Augusto DeOliveira “The Dog Daddy”, has gone viral on social media for his ability to control dogs. However, numerous behavioral science organizations, including the American College of Veterinary Behaviorists (ACVB), are warning owners that aversive training methods can be dangerous.
His dog training practices have caught the attention of concerned animal welfare groups, trainers, veterinary behaviorists, and pet owners. On September 13, the American College of Veterinary Behaviorists (ACVB) issued a statement expressing serious concerns regarding DeOliveira’s training practices and warning of the damaging effects that his methods could have on dogs.
“The training methods we see in the videos are using physical force or correction,” said Dr. Kelly Ballantyne, president of the ACVB and medical director at Insight Animal Behavior Services in Chicago. “We know that those methods are a big threat to animal welfare, they have a high risk of causing or increasing fear, panic, and aggression. They also put the handler and any of those people nearby at high risk for a bite.”
Instead, Dr. Ballantyne advocates for teaching animals through the reinforcement of desired behaviors and managing their environment to prevent undesired behaviors.
While aversive techniques may appear to stop a “bad” behavior, she explained that the effectiveness of the intervention isn’t determined by what happens in the moment, but if the behavior is changed over time. The American Veterinary Society of Animal Behavior issued a position statement in 2021 on humane dog training that advises against aversive training methods.
Video clips on social media are just a snapshot in time, and it’s “pretty easy to get swayed by the quick fix,” Dr. Ballantyne said.
Zak George, an evidence-based dog trainer and educational content creator, has been a strong opponent of DeOliveira’s training approach. George has organized peaceful protests at DeOliveira’s appearances around the U.S. and worked to raise awareness among pet owners.
“Our collective aim is to illuminate the dangers and inefficacies of inhumane training techniques,” George said. These techniques create an atmosphere of mistrust between dogs and their owners, and are associated with increased behavioral issues and aggression, he explained.
Several other organizations, including the Animal Behaviour and Training Council and the Royal Society for the Prevention of Cruelty to Animals raised concerns about DeOliveira’s group training sessions in London earlier this summer.
Similarly, the Association of Professional Dog Trainers and the Pet Professional Guild Australia issued a statement in response to DeOliveira’s training techniques.

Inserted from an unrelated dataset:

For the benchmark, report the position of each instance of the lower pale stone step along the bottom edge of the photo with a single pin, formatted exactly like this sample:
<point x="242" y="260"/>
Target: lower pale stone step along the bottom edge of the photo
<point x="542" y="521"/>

Both George and Dr. Ballantyne warned of trainers who use outdated language like “dominance” or “alpha.” Dominance theory, based on the perceived dynamics of a wolfpack, has been debunked even in wolves, Dr. Ballantyne explained. Using those terms to explain a dog’s actions is not supported by current scientific consensus on dog behavior.
“The issue we’re confronting in the dog training community isn’t confined to any one individual like Augusto DeOliveira,” George said. “His practices, unfortunately, aren’t outliers; they’re part of a troubling pattern prevalent among a significant number of trainers employing antiquated and harmful methods.”

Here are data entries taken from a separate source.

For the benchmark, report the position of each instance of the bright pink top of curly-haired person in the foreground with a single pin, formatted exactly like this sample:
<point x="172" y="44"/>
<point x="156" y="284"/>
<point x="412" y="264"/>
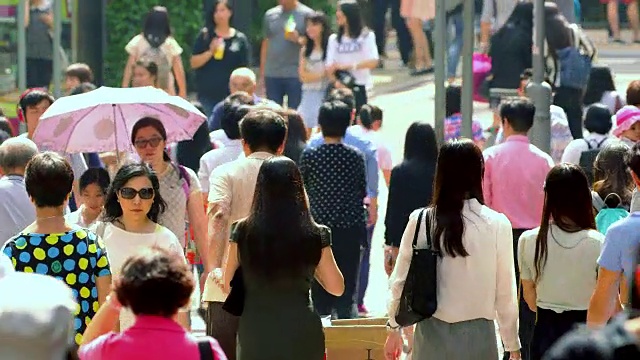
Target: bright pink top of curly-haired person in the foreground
<point x="150" y="338"/>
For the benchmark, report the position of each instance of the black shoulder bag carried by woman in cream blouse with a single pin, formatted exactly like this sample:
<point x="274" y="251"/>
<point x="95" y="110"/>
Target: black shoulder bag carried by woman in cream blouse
<point x="419" y="295"/>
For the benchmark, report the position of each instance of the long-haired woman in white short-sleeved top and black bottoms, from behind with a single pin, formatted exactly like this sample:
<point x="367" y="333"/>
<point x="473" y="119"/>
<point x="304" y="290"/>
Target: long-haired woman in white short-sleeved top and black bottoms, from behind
<point x="558" y="260"/>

In the current “buyer beware” environment, accountability is a challenge, George said. Many owners aren’t equipped to identify harmful practices, he added, “[They are] often misled by trainers who have mastered the art of pseudoscientific rhetoric. That’s why it’s imperative to rely on trainers who employ evidence-based, force-free methods—endorsed universally by reputable behavioral science organizations.”
Veterinarians play a key role in helping to guide clients towards trainers who use appropriate methods and are knowledgeable about dog behavior. The American College of Veterinary Behaviorists has information about choosing a dog trainer, U.S. dog training organizations with certification options, and a list of animal behavior profession.